If you are running Broker 7.1 on AIX, I’d be interested to hear if you’ve ever faced this problem.
I’d also be interested to hear from anyone using this combination who has this working just fine. Is there anyone?

When we initially installed Broker, it would startup in 4 seconds. About 2 weeks ago the startup time in all of our environments suddenly went up. We’re now averaging 18-30 minutes for a startup. Obviously, this presents problems in our HA environments. The Clustering software is configured to only waits 30 seconds before going into error.

We’re working w/ support on this, but are not coming to a solution.
We’ve gone so far as to do a complete reinstall and still see the issue.

This is happening in environments where we have had a firmware upgrade to the OS (patches) applied, but also in environments where we’ve had no patches/upgrades applied.

We have resolved this issue.
This was due to the behavior of Broker when it’s ulimit on file descriptors is set to unlimited. The Startup is performing a routine to close open file descriptors from 0 up to the ulimit value. When this ulimit value is set, this is quick, but when it is unlimited, the routine goes on until it runs out of possible values, which we stopped looking after it hit 40 million.

The problem is caused by two contributing items.

  1. The id we are running on has it’s ulimit values set to unlimited.
  2. The S45Broker script sets a ‘ULIMIT_CMD’ variable to ‘ulimit -H 8192’, which, if executed as a command would set the file descriptors value to be limited to 8192. However, the S45Broker script never actually executes the variable, so it’s never set.

While we are verifying this, it appears this issue could appear in any Unix based system.

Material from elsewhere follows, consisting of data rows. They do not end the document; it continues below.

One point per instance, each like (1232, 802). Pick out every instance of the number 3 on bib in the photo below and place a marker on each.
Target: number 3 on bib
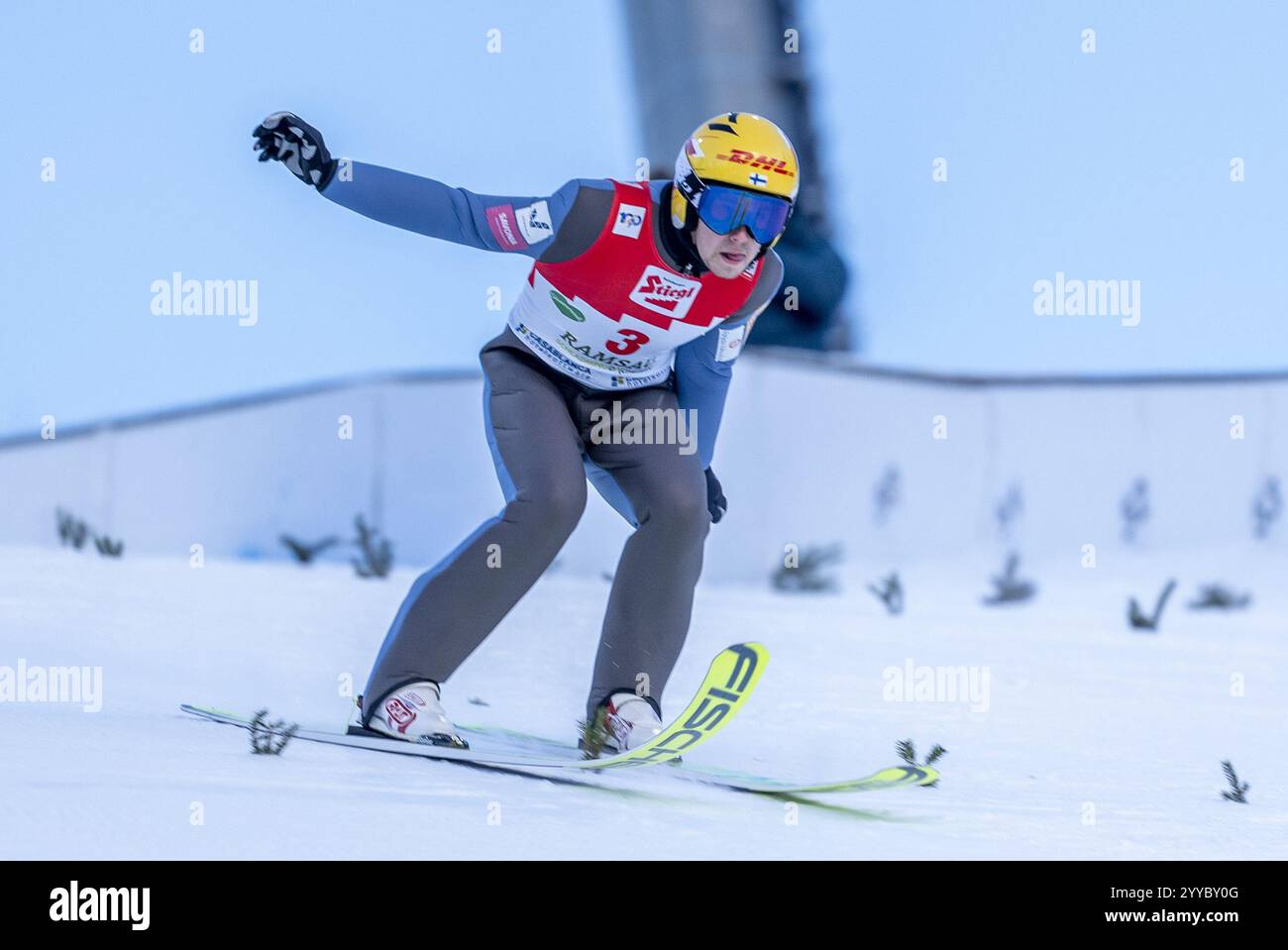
(634, 340)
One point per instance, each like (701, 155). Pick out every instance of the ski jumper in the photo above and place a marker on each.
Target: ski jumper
(605, 317)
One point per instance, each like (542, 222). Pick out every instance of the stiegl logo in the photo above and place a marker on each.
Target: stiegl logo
(664, 292)
(72, 903)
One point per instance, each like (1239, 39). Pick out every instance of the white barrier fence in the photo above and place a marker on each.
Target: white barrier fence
(805, 448)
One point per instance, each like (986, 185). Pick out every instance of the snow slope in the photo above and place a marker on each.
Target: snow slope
(1081, 714)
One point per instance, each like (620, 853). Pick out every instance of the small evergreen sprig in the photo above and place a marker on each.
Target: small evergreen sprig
(269, 738)
(889, 592)
(107, 547)
(1237, 792)
(305, 553)
(1009, 587)
(71, 529)
(909, 753)
(377, 555)
(1137, 618)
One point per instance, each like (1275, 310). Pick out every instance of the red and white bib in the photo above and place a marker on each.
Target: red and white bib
(612, 317)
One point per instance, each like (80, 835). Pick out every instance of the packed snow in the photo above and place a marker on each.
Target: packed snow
(1082, 738)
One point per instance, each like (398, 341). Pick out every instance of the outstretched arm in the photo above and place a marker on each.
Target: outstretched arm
(522, 224)
(488, 222)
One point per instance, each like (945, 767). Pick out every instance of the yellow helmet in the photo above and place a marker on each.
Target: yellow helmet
(745, 152)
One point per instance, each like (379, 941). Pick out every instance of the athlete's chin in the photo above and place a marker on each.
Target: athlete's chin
(729, 265)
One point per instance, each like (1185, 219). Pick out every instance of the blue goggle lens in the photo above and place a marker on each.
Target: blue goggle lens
(728, 209)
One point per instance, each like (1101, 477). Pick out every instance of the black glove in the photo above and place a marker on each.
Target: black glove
(288, 139)
(716, 503)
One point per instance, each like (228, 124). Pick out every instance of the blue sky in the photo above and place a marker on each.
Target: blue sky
(1104, 166)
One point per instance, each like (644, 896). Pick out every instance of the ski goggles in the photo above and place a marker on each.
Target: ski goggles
(724, 210)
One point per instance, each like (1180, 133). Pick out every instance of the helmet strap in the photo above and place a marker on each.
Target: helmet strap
(679, 241)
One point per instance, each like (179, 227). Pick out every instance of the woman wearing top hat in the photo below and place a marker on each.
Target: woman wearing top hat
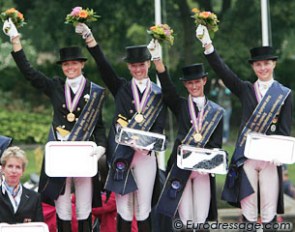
(190, 193)
(266, 108)
(75, 101)
(132, 174)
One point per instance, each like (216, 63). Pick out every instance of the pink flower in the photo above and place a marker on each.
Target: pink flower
(76, 11)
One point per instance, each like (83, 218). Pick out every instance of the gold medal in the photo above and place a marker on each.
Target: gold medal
(71, 117)
(139, 118)
(198, 137)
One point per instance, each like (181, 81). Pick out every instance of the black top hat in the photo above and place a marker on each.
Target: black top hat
(262, 53)
(193, 72)
(136, 54)
(70, 53)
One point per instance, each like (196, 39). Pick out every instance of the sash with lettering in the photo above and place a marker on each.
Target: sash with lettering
(260, 121)
(177, 178)
(81, 131)
(120, 179)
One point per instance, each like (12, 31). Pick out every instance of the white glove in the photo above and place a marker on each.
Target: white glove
(83, 30)
(276, 162)
(98, 152)
(10, 29)
(203, 35)
(155, 49)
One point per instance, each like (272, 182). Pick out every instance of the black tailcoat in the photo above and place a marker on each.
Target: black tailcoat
(54, 89)
(179, 106)
(244, 90)
(124, 103)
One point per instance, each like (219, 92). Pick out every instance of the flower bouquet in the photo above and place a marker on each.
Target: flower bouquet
(162, 32)
(207, 19)
(80, 15)
(16, 17)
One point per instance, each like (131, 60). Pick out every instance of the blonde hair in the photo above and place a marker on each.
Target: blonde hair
(14, 152)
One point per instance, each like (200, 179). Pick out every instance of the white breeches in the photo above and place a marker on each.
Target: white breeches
(83, 193)
(265, 174)
(195, 200)
(138, 203)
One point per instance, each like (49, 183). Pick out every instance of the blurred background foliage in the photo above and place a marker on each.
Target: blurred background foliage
(25, 113)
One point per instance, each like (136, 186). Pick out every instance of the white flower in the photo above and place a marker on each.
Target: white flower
(86, 97)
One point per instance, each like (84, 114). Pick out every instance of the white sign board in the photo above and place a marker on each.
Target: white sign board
(203, 160)
(70, 159)
(270, 147)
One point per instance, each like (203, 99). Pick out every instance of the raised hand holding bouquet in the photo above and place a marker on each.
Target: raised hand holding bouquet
(207, 19)
(162, 33)
(80, 15)
(16, 17)
(12, 19)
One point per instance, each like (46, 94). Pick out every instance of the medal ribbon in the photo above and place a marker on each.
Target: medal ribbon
(140, 105)
(258, 93)
(197, 121)
(71, 105)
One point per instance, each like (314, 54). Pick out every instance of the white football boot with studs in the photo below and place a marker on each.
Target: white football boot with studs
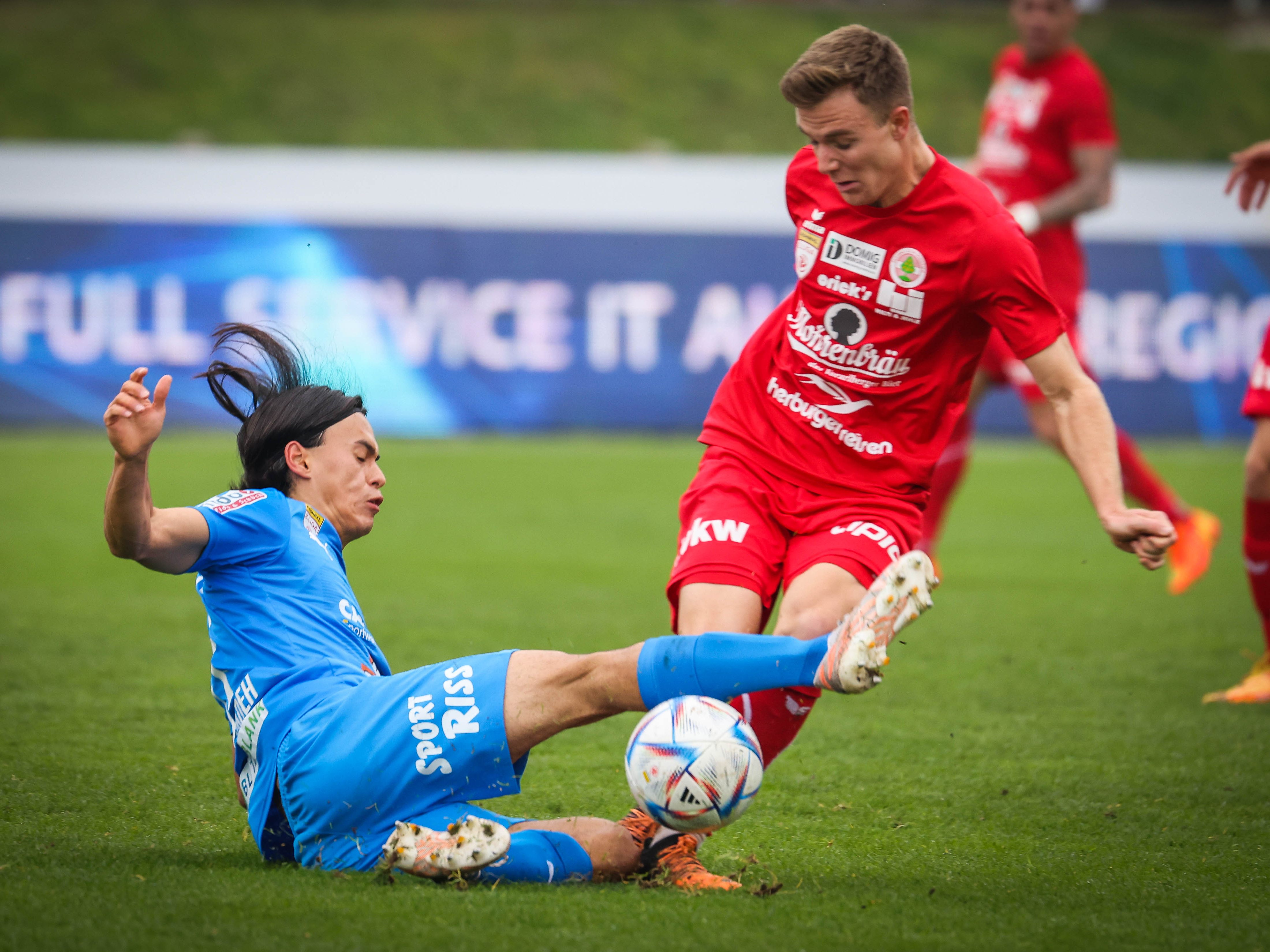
(470, 845)
(858, 646)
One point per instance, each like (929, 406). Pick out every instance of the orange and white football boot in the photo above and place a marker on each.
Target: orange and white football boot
(468, 846)
(1189, 558)
(858, 646)
(674, 859)
(1254, 690)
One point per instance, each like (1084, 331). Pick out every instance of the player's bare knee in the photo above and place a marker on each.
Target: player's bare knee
(807, 623)
(614, 855)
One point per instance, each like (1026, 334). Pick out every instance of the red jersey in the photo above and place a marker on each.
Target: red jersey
(1036, 116)
(853, 385)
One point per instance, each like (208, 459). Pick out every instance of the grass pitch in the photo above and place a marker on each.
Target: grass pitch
(1037, 771)
(691, 75)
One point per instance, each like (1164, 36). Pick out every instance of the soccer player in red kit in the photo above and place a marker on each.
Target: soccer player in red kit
(1047, 149)
(822, 437)
(1253, 176)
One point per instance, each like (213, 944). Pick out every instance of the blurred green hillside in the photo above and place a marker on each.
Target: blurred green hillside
(693, 77)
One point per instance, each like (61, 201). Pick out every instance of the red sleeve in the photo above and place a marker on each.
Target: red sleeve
(1090, 121)
(1004, 286)
(794, 191)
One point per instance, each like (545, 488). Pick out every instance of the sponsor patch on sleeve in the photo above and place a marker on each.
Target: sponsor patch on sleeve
(232, 501)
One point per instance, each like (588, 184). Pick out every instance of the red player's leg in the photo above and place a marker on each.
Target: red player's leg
(952, 464)
(815, 604)
(945, 480)
(1255, 689)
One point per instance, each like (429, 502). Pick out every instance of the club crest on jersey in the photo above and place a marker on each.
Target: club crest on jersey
(853, 256)
(907, 268)
(807, 248)
(232, 501)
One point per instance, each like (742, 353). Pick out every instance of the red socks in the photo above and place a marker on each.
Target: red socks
(776, 716)
(1142, 483)
(945, 479)
(1256, 558)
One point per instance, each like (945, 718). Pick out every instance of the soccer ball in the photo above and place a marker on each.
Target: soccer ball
(694, 765)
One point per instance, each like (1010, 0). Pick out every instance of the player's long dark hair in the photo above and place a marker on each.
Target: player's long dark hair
(286, 403)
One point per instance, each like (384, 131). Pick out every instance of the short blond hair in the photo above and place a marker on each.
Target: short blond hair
(854, 58)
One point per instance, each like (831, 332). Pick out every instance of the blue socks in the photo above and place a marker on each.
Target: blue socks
(724, 666)
(540, 856)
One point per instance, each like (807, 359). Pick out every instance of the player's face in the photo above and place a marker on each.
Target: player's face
(347, 477)
(1045, 26)
(863, 157)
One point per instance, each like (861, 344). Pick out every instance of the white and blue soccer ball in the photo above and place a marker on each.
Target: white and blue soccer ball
(694, 765)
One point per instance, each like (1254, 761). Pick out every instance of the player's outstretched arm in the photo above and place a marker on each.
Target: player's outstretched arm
(1088, 436)
(1252, 173)
(164, 540)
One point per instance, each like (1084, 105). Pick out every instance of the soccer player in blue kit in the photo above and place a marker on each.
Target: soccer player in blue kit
(345, 765)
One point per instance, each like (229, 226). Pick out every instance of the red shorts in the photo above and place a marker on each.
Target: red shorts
(1256, 400)
(742, 526)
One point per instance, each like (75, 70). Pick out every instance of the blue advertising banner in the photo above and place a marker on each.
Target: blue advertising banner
(450, 329)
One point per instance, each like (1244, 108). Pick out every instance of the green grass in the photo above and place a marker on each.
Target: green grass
(691, 75)
(1053, 668)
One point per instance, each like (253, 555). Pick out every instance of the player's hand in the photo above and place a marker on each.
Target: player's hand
(134, 419)
(1252, 173)
(1146, 534)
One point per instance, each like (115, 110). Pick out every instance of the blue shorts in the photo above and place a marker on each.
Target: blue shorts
(412, 747)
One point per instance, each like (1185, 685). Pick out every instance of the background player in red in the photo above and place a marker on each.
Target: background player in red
(822, 437)
(1252, 176)
(1047, 150)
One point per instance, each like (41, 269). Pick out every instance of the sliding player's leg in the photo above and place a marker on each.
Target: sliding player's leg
(1255, 689)
(815, 604)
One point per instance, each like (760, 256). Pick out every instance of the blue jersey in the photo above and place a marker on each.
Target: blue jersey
(286, 630)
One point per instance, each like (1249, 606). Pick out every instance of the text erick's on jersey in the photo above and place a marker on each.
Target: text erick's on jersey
(855, 381)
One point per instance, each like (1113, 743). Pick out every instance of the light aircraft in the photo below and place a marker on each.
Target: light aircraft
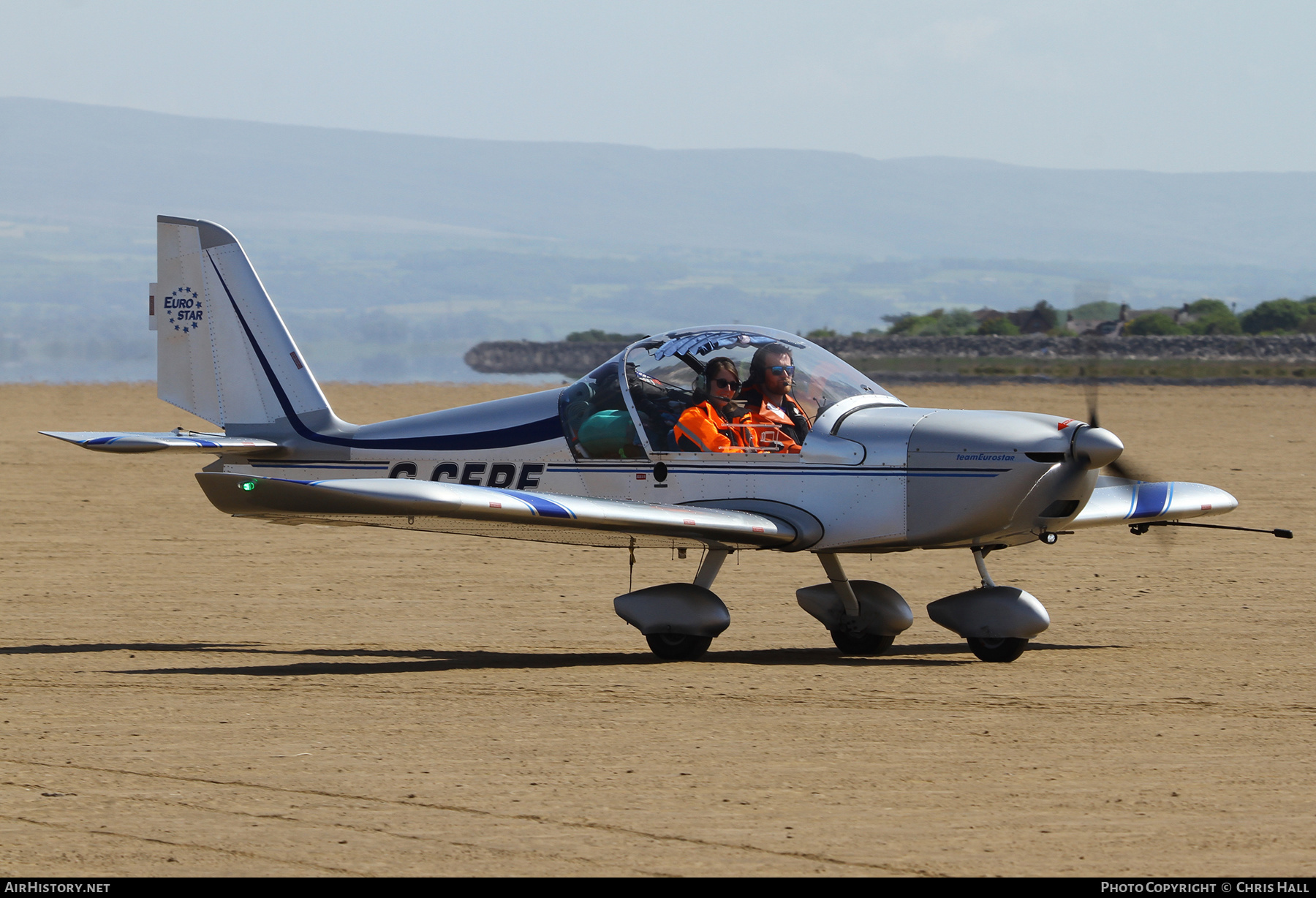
(597, 464)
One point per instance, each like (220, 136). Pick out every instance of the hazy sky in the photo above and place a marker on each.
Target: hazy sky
(1164, 86)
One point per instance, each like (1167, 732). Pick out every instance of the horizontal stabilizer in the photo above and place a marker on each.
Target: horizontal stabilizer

They all use the ulimit setting.

We corrected this by editing the S45Broker script to execute the ULIMIT_CMD.
Another fix would have been to set our ID’s ulimit for file descriptors to 8192, or something that is not unlimited.

Why did this take a couple of weeks to show up?
When we initially setup on the environment, the unix id we were running under was using the sytem’s default limits, which had limits for fileDescriptor. This was later changed so that all of the ulimit values would be unlimited.

How to tell if you’ll have this problem?
From the ID you plan to run Broker under, find out the hard and soft ulimit values.
ulimit -a give you the soft limits
ulimit -a -H gives you the hard limits that cannot be exceeded.

If the filedescriptors is coming back unlimited, AND the S45Broker script has not been corrected to execute the ULIMIT_CMD, you will have this long startup time problem.